El Servicio Geológico Colombiano utiliza cuatro colores para comunicar el estado de los volcanes que monitorea:
- Verde: volcán activo en reposo.
- Amarilla: existen cambios respecto del comportamiento habitual del volcán.
- Naranja: se detectan cambios importantes en los parámetros monitoreados.
- Roja: el volcán se encuentra en erupción.
Es importante aclarar que esta clasificación corresponde al sistema utilizado por Colombia. Los colores y sus definiciones pueden variar entre los organismos científicos de distintos países.
También existe otra particularidad: los volcanes no necesariamente pasan ordenadamente de verde a amarillo, de amarillo a naranja y finalmente a rojo. La actividad puede aumentar o disminuir y cambiar de nivel sin recorrer todos los pasos de manera consecutiva. Por eso, alerta naranja no equivale a "erupción inminente".
¿Por qué el Puracé pasó a alerta naranja?
Los científicos venían observando modificaciones desde el 20 de julio de 2026. Al combinar toda la información disponible, concluyeron que el comportamiento había cambiado lo suficiente como para pasar de alerta amarilla a naranja el 1° de agosto.
Entre las señales detectadas por el SGC estuvieron el aumento de la energía del tremor volcánico, las señales relacionadas con emisiones de ceniza y distintos cambios en los gases que salen del sistema volcánico.
Las columnas de gases y ceniza llegaron a alcanzar hasta 3.400 metros por encima de la cima. También se estimaron temperaturas cercanas a 140 °C en algunas emisiones.
¿Cómo saben los científicos que un volcán está cambiando?

Los volcanes producen señales que pueden medirse incluso cuando no se observa lava en la superficie. Una de las principales herramientas son los sismómetros. Algunos pequeños terremotos aparecen cuando las rocas se fracturan, mientras que otras señales se relacionan con el movimiento de magma, agua o gases dentro de los conductos.
También se estudian los gases. Variaciones en sustancias como el dióxido de azufre y el dióxido de carbono pueden aportar información sobre procesos que suceden bajo tierra.
Otra variable es la deformación del suelo. Si magma o fluidos se desplazan y ejercen presión, determinadas zonas del volcán pueden elevarse, hundirse o desplazarse ligeramente. Esos movimientos pueden ser imperceptibles para una persona, pero los equipos científicos consiguen medirlos.
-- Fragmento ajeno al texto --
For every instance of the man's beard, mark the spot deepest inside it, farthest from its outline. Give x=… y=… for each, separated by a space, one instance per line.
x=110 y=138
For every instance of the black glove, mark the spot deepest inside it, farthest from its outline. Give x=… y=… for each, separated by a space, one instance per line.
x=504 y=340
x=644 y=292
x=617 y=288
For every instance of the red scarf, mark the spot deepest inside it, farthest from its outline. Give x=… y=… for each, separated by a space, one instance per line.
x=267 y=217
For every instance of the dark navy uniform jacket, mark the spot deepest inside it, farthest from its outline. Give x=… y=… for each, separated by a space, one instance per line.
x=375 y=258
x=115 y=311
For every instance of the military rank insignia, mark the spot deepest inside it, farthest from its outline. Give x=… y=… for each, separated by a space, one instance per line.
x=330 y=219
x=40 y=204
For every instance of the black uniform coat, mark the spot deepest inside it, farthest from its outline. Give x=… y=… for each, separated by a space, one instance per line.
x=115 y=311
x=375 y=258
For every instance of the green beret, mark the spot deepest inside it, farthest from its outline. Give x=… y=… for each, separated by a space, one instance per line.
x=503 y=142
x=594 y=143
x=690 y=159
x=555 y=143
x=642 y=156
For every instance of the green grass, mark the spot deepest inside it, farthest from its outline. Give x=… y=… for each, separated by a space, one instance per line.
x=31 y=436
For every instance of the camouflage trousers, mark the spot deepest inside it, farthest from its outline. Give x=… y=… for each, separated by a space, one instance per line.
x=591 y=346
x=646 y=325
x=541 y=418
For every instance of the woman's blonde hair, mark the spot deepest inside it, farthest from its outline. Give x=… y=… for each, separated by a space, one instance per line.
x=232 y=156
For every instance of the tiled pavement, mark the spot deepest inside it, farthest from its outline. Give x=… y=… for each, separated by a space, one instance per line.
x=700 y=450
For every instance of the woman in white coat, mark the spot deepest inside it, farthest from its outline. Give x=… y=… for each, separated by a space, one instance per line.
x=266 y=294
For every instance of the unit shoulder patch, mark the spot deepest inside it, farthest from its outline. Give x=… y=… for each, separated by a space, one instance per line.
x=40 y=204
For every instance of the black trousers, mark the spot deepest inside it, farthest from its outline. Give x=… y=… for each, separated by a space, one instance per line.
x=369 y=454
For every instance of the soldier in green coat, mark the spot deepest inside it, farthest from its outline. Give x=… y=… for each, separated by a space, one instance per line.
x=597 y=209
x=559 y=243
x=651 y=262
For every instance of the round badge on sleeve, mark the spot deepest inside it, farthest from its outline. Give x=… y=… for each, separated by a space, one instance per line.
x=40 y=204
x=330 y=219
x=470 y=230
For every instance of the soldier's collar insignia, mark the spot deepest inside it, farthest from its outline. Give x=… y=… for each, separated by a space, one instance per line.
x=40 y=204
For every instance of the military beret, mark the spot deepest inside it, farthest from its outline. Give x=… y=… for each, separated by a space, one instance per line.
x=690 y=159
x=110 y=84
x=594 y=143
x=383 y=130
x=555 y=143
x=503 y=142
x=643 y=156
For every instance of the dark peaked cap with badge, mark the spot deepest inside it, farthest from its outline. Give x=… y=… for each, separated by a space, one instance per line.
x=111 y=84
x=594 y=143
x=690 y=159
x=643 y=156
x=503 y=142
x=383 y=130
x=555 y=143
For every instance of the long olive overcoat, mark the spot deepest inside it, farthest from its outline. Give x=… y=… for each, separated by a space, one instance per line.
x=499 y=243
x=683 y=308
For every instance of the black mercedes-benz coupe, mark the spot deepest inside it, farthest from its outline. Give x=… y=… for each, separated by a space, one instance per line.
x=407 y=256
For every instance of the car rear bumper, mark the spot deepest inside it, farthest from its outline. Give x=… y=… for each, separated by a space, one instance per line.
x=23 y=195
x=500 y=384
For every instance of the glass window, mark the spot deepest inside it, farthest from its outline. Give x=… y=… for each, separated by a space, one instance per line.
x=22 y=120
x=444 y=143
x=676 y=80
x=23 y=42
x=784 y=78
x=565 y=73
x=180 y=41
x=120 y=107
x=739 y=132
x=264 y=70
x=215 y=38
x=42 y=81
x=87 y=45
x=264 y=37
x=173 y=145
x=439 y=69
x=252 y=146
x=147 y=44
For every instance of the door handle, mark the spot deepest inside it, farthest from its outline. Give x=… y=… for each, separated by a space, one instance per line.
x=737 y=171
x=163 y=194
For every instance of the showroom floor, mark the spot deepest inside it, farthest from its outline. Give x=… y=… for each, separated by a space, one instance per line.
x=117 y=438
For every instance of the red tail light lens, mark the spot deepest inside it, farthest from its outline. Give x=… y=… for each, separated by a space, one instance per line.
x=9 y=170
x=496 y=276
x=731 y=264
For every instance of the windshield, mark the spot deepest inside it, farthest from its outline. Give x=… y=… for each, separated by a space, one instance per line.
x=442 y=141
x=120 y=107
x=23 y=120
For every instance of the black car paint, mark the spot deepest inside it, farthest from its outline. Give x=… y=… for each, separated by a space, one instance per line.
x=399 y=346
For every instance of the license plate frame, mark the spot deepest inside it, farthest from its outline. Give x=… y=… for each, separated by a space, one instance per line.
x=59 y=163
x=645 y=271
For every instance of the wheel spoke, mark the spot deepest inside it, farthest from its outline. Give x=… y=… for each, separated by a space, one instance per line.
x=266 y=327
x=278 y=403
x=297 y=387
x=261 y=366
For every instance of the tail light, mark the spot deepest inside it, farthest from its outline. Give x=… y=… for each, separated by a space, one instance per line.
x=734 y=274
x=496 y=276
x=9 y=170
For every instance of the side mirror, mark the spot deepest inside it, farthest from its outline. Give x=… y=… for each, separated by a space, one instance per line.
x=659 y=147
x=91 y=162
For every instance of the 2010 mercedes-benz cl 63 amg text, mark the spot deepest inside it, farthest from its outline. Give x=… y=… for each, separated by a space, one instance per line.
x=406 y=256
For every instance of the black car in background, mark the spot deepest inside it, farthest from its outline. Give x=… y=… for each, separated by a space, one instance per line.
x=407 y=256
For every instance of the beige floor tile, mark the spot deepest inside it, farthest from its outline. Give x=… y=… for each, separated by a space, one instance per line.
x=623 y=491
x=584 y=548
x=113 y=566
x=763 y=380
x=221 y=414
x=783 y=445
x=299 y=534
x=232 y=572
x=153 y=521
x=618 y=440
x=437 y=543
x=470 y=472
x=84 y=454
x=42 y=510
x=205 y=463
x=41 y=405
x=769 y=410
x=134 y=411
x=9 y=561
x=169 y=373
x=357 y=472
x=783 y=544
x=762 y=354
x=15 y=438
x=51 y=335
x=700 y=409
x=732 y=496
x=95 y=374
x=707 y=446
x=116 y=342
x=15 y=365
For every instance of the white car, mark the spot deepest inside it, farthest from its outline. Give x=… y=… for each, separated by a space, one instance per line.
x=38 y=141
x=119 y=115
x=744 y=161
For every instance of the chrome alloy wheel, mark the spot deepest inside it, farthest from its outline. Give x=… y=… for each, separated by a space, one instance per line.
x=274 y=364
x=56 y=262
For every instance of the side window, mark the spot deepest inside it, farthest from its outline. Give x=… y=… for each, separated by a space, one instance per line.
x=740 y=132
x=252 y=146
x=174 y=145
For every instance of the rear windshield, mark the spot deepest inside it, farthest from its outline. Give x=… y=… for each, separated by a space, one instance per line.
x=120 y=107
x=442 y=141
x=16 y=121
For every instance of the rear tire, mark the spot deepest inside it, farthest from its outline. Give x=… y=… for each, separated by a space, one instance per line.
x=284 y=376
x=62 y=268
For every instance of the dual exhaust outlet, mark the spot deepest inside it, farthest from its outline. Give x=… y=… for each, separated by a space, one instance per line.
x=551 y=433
También se utilizan cámaras, sensores de temperatura, instrumentos de posicionamiento y observaciones satelitales.
¿Qué podría ocurrir durante una alerta naranja?
No todas las manifestaciones de un volcán activo son grandes erupciones. Durante períodos de inestabilidad pueden producirse, entre otros fenómenos:
- Emisiones de gases;
- Caída de ceniza;
- Pequeñas explosiones;
- Cambios en las fumarolas;
- Sismos;
- Modificaciones del terreno.
El tipo y la magnitud de los fenómenos posibles dependen de las características particulares de cada volcán. En el caso del Puracé, el SGC recomendó no acercarse a los cráteres de Puracé, Piocollo y Curiquinga, debido a la posibilidad de que ocurran repentinamente emisiones de gases o ceniza peligrosas para las personas.